Zudem geraten Unternehmen und Institutionen, die sich traditionell für Weltoffenheit, Diversität und Toleranz einsetzen, vermehrt unter öffentlichen Druck. Auch große Firmen, darunter der Unterhaltungskonzern Disney, sehen sich zunehmend kritischen politischen Debatten gegenüber – etwa im Zusammenhang mit Programmen und Förderungen marginalisierter Gruppen.

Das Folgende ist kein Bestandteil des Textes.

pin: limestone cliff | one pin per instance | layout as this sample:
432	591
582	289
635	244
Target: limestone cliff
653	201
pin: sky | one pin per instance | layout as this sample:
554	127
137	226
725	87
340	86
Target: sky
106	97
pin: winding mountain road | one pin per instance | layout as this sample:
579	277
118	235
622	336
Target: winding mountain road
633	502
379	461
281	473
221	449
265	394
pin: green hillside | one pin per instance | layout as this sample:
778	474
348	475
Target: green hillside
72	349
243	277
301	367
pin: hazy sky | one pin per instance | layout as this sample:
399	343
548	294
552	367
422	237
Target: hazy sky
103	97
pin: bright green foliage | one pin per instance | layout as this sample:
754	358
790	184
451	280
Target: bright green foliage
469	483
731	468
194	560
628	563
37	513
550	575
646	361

Kurswechsel bei Sponsoren und Vermarktern
In bestimmten Bundesstaaten, in denen politische Entscheidungsträger direkten Einfluss auf Budget und Kommunikationsstrategien nehmen, ist zu beobachten, dass Maßnahmen zur Förderung von Diversität teilweise zurückgefahren werden. Nachdem der Führungsposten von „Visit Florida“ vor einigen Monaten neu besetzt worden war, wurden Angebote für die LGBTQ-Szene von der Website der Organisation komplett getilgt. Die Tatsache, dass Florida einen internationalen Ruf als „gay friendly destination“ genießt und die Zielgruppe einen wichtigen Kundenmarkt darstellt, vermochte die Verantwortlichen nicht zu beeindrucken. Andere Unternehmen passen sich an. So hat sich die Biermarke Bud Light als Sponsor der mit drei Millionen Besuchern weltweit größten World Pride Parade in Washington vorerst von der Veranstaltung zurückgezogen.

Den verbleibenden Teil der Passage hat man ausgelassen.